FireEye offers customers the ability to have FireEye internally manage their security system. This service is becoming a vital and increasing part of revenue. In 2009, subscriptions and services were $288 thousand. This was mainly due to the lack of systems. Yet by 2013, subscriptions and service revenue was $73.3 million while product revenue was $88.3 million. So far in 2014, subscriptions and service revenue ($106.5 million) has already outpace 2013 levels and 2014's product revenue of $61.9 million.
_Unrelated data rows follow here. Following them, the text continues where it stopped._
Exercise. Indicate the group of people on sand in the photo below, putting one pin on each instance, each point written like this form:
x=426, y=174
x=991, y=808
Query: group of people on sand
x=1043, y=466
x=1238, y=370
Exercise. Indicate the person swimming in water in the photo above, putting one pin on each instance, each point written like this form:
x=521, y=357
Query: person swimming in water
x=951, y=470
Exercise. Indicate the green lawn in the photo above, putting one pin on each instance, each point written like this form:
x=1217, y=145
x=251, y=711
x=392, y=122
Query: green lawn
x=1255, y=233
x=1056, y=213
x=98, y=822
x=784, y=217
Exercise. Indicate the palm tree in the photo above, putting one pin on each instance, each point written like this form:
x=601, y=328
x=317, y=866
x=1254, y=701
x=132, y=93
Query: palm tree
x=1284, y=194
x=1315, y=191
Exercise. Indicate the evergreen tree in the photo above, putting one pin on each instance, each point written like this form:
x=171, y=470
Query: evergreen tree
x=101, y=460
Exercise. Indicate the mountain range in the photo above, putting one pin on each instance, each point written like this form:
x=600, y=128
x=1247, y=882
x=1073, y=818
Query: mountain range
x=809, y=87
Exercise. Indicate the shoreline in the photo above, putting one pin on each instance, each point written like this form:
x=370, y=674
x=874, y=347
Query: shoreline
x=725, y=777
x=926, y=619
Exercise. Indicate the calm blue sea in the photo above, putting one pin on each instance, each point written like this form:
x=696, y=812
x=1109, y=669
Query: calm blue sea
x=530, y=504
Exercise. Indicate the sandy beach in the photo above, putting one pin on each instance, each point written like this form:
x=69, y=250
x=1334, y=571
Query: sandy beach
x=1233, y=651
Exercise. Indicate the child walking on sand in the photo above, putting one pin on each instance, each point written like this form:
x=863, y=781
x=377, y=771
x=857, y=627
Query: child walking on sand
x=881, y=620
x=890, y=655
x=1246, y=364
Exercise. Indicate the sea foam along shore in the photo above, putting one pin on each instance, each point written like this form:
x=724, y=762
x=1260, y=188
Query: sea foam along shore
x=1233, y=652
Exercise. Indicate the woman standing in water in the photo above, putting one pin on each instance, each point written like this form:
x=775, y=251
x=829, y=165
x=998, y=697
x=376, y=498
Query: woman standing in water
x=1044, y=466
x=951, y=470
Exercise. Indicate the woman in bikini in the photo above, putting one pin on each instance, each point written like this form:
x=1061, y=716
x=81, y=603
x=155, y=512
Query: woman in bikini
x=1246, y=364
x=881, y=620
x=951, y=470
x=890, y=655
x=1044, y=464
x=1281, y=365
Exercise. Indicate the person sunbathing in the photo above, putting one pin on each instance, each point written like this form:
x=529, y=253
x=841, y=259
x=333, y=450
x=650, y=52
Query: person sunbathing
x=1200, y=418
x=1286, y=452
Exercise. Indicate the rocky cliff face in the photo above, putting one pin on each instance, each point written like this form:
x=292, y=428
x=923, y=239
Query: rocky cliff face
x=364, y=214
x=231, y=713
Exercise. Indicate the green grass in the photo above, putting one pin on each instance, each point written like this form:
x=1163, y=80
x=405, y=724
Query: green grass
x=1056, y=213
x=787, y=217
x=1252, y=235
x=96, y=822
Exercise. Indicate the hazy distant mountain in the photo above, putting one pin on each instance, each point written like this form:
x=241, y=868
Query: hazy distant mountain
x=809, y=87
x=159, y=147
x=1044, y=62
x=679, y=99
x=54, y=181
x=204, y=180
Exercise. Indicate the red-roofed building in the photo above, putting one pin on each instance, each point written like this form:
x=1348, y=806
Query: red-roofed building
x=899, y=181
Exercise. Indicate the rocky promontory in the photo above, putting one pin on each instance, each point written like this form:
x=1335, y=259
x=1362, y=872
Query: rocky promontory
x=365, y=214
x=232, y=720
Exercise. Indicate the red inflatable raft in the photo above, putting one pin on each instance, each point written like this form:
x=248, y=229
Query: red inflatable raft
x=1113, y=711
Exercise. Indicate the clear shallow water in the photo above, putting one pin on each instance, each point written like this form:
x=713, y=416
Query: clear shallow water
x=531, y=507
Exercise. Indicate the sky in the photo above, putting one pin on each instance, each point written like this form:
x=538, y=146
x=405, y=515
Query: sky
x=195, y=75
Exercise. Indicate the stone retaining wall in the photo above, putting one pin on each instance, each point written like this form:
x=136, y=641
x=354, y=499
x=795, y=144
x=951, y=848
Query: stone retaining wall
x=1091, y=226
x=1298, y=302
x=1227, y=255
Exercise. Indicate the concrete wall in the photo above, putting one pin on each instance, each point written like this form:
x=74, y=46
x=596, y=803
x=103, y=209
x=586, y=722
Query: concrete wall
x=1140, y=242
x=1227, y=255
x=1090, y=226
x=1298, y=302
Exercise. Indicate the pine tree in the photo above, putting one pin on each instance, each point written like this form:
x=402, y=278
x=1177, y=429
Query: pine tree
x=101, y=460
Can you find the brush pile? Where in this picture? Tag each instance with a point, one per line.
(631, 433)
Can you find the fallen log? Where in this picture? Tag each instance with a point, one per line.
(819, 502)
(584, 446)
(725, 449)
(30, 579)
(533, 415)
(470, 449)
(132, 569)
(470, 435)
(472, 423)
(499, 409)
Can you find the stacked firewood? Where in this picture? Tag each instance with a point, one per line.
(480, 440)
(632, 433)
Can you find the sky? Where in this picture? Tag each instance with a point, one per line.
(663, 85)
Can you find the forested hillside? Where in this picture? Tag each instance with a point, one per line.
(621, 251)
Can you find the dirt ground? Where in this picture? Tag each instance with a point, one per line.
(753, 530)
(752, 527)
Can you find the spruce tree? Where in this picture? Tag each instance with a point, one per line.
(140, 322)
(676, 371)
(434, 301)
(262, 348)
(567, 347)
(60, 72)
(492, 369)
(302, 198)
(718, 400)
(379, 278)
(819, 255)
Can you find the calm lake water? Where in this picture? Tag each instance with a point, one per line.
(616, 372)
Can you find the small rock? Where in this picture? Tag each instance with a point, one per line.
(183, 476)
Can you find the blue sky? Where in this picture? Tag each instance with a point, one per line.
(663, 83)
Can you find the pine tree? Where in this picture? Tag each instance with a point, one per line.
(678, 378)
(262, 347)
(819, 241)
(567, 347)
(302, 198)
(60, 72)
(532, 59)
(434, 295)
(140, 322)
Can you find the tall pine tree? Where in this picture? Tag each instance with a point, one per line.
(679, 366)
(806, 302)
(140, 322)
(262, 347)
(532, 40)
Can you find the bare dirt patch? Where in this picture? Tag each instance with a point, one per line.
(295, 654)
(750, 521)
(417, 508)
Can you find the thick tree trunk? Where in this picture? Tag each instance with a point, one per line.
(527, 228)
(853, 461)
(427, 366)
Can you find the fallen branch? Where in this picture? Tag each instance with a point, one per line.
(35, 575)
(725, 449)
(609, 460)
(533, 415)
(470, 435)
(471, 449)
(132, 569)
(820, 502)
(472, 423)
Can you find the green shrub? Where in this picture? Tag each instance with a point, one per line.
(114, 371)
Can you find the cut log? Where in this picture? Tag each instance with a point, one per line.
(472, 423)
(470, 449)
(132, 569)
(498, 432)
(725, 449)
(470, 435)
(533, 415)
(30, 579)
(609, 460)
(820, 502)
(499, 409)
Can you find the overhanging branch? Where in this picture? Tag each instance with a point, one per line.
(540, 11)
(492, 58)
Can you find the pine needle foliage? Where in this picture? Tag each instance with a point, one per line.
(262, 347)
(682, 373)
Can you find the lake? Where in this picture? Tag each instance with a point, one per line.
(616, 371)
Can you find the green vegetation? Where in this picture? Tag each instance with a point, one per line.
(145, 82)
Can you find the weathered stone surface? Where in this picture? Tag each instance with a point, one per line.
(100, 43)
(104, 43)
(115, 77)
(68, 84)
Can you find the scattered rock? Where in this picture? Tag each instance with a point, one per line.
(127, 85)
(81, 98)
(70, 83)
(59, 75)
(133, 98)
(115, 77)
FireEye's system is an important differentiator for the company but their expertise is increasingly becoming a significant competitive advantage.
Fairly Valued Compared To Close Competitor
FireEye's stock has been extremely volatile since its IPO. During its first day of trading, the stock opened at $40.30 which was more than double its IPO price of $20. Since then, the stock reached a 52 week high of $97.35 which is a gain of 386.8% from the IPO price. Yet, the stock has since fallen to around $27.57. FireEye's stock has risen 386.8% and fallen 71.6% within less than a year. Does the recent decline present a good buying opportunity?
|Palo Alto Networks, Inc. (NYSE:PANW)||N/A||12.3||11.6||-2221.9|
|Trend Micro Inc.||22.1||4.2||3.4||9.7|
Data: Yahoo Finance-Key Statistics
At first glance, FireEye would be considered overvalued compared to Trend Micro and Fortinet but those companies are growing much slower. Additionally as mentioned above, Fortinet and Trend Micro haven't been quickly adapting to industry trends. This makes comparison between Trend Micro, Fortinet, and FireEye difficult. FireEye needs to be compared to a more similar company. Palo Alto Networks is a very similar company with a similar growth rate.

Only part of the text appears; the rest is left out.